L'Union européenne avait maintes fois répété son ambition de lancer à cette occasion un "cycle de développement" dont l'initiative sur l'accès en faveur des PMA a été le signal le plus tangible.
L'Agenda pour le développement comprend la déclaration sur la santé et les médicaments, la dérogation ACP, une décision sur la mise en uvre des accords de Marrakech, et une série de dispositions spécifiques relatives aux programmes de travail et de négociation.
Une de nos plus grandes satisfactions concerne l'accès aux médicaments. La France avait, dès le mois de mai dernier, appelé ses partenaires communautaires et la Commission à une initiative sur ce dossier pour résoudre enfin ce paradoxe cruel qui veut que les médicaments soient au nord et les malades au sud.
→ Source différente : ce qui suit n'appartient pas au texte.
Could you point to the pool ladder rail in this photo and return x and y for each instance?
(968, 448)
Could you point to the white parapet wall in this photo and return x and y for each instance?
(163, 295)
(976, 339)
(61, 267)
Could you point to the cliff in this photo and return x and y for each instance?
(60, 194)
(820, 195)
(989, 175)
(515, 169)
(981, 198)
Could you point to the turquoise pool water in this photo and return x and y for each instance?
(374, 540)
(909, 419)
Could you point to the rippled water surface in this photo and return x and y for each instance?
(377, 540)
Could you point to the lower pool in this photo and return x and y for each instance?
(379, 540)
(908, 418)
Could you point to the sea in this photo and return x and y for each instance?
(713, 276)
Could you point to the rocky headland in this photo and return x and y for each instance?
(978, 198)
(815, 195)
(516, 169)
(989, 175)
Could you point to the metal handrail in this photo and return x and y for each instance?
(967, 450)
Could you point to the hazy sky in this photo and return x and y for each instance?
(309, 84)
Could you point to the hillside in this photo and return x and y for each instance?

Avant même la conférence de Doha, puis sur place, nous avons poursuivi ces efforts en liaison avec l'ensemble des parties intéressées. Le texte finalement adopté donne une interprétation du droit international des brevets favorable à la santé publique. Il a d'ailleurs été accueilli avec satisfaction, tant par les pays en développement que par les ONG engagées dans ce combat, sans pour autant remettre en cause les accords sur la propriété intellectuelle, nécessaires pour préserver les efforts de R D.
La reconnaissance par les membres de l'OMC des préférences commerciales accordées aux ACP par la convention de Cotonou a fait l'objet d'une décision séparée, saluée à juste raison comme un temps fort de la conférence. L'Union européenne y a gagné un crédit qui s'est révélé fort utile dans la phase de conclusion.
La décision sur la mise en uvre des accords de Marrakech marque une étape importante, après deux ans de travaux à Genève. Elle s'accompagne d'un engagement en faveur de l'adhésion rapide des PMA candidats à l'OMC, et de l'objectif d'un accès sans restrictions pour les produits des PMA.
Plus largement, les pays en développement ont obtenu la prise en compte du traitement spécial et différencié dans tous les éléments de la négociation, notamment dans le domaine agricole, et l'engagement de travaux sur des thèmes prioritaires, comme les liens entre commerce et dette, commerce et transferts de technologies, ainsi que la coopération technique. En outre, la protection des savoirs traditionnels est intégrée dans les travaux du conseil sur la propriété intellectuelle.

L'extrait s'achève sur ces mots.